Таким образом, с этой точки зрения публичное и частное право, уголовный и гражданский процесс, отдельные институты гражданского права и т. д. значительно отличаются друг от друга. Семейное право, а также право наследственное, насколько оно связано с семейным, несравненно неподвижнее, значительно менее способны к переформировке, чем право имущественное, а в последнем учреждения, относящиеся к имуществам недвижимым, оказываются несравненно устойчивее, чем относящиеся к движимым; мало того, между последними самую высшую степень удобоизменяемости и пересоздаваемости представляют те, которые относятся к предметам, составляющим содержание торговых отношений и операций .
Если поэтому один и тот же процесс развития начнется одновременно во всех правовых учреждениях, то все-таки дальнейший ход этого развития будет определяться различием способности к видоизменению этих институтов, и на основании этого различия легко может случиться, что в одном учреждении этот процесс развития будет уже докончен, а для других он в это время только достигнет своего высшего развития. В долгий промежуток времени от XII таблиц и до Юстиниана мы не можем указать ни одного года, даже ни одного периода в 50 или в 100 лет, который был бы нормальным пунктом для всех институтов. Для одних известный год будет выбран удовлетворительно, но для других он окажется то преждевременным, то запоздалым.
Но что же следует отсюда? Не отсутствие одновременности, но необходимость более обширного понимания ее. Мы видели, что разыскиваемое нами сходство развития отдельных институтов по отношению к форме их проявления имеет весьма большую эластичность; то же самое нужно сказать и относительно времени их появления; для того чтобы найти и то и другое необходимо только отыскать истинный масштаб. Мы постараемся доказать в более обширных размерах эту необходимость свободного определения времени в истории права; теперь для нас важен только результат, а именно, что при правильном выборе надлежащей точки зрения согласие в развитии отдельных институтов, на которое указывают наши историки, во всяком случае может быть отыскано.
Это согласие в развитии отдельных частей, хотя и должно необходимо предполагаться, если мы хотим говорить об истории права, как целого, но, тем не менее, оно не совпадает с последним. Развитие всех отдельных частей может совершаться без всякого плана, может быть просто случайною, безправильною игрою однообразного изменения их, и тогда не было бы и речи об истории права.
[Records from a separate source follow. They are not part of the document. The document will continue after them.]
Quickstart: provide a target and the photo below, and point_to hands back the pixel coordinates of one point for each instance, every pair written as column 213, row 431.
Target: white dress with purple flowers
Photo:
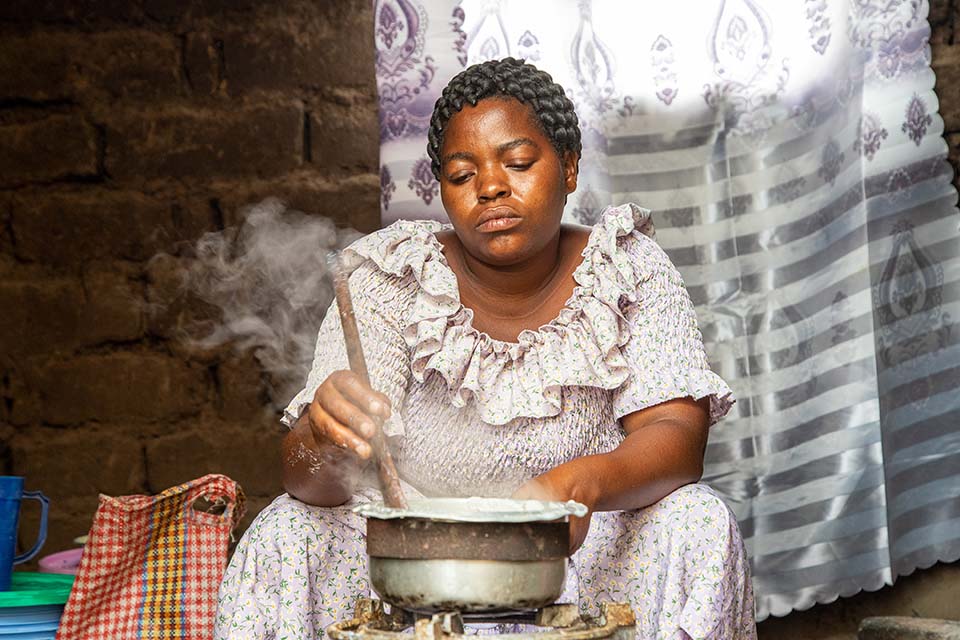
column 478, row 416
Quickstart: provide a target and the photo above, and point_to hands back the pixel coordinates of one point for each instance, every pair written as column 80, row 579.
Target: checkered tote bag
column 152, row 564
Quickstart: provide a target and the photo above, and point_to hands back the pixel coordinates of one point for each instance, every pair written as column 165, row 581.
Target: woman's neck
column 521, row 281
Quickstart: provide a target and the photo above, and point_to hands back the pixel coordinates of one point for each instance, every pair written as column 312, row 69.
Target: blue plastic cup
column 11, row 494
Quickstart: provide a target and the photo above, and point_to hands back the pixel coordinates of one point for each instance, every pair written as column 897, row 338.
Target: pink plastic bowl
column 62, row 562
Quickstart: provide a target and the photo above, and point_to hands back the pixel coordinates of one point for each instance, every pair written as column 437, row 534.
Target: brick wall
column 129, row 128
column 132, row 126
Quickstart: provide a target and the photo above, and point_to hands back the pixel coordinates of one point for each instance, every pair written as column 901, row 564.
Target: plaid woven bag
column 152, row 564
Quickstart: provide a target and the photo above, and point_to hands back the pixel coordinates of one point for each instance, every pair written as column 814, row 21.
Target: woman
column 509, row 354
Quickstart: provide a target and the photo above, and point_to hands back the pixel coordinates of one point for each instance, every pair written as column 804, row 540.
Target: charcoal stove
column 371, row 621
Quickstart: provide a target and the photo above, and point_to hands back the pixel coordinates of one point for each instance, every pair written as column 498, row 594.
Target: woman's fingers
column 359, row 393
column 345, row 411
column 326, row 428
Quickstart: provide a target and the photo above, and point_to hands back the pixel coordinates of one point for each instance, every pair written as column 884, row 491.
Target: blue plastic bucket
column 31, row 609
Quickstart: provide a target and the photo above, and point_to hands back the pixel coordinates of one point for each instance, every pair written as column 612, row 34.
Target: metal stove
column 554, row 622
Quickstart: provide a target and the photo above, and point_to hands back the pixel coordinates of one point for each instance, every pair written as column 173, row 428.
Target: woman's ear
column 571, row 167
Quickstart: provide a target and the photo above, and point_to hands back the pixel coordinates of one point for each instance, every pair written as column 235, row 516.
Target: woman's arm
column 319, row 474
column 662, row 452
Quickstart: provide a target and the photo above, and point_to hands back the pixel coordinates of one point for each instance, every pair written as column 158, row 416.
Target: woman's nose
column 493, row 185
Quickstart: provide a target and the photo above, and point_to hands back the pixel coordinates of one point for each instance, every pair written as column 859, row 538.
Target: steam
column 270, row 281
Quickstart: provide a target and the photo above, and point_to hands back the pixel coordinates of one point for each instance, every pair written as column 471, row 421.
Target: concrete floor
column 927, row 593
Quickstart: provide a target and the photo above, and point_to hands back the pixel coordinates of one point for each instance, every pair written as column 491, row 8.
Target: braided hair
column 509, row 78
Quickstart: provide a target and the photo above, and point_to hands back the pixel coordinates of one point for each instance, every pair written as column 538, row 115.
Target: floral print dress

Следовательно, вовсе не достаточно доказать, что отдельные институты одновременно прошли те же самые эпохи развития, но что также последовательный ряд различных фазисов этих институтов имеет тесную внутреннюю связь. История права должна, таким образом, носить печать единства как с точки зрения отдельного данного момента времени, так и всего последовательного течения его. Я хочу сказать, что единство должно существовать равным образом как в пребывании друг подле друга, так и в появлении друг после друга, как в ширину, так и в глубину.
Мы можем уже прямо предположить, что в истории права действительно существует подобное последовательное единство. Если индивидуальные особенности известного народа не могут быть одни сегодня и иные завтра, если внешняя жизнь и общественные отношения какого-либо народа не развиваются скачками по его прихоти и капризу, то точно также не мыслимы подобные перемены и переходы в соответствующем этим отношениям развитии права. Если там существует единство развития, то оно должно повториться также и здесь. Но как легко a priori вывести существование подобного единства, так, кажется, трудно доказать это на определенном отдельном праве. Я не могу, разумеется, дать руководство для этого, но я могу по крайней мере попытаться действовать с отрицательной стороны – устранить препятствие, которое, как кажется, действует здесь весьма вредно. Это именно то чрезвычайное влияние, которое стараются придать моменту времени. Я могу указать на сделанное мною выше замечание, что внутреннее соединение фактов несравненно важнее, чем их внешнее соединение во времени. Это положение имеет для истории права особенное значение: здесь момент времени имеет еще меньшее значение, чем в политической истории. Поэтому, я считаю необходимым подробнее рассмотреть значение момента времени для истории права, равно как и все последствия, которые вытекают отсюда для работы подобного рода.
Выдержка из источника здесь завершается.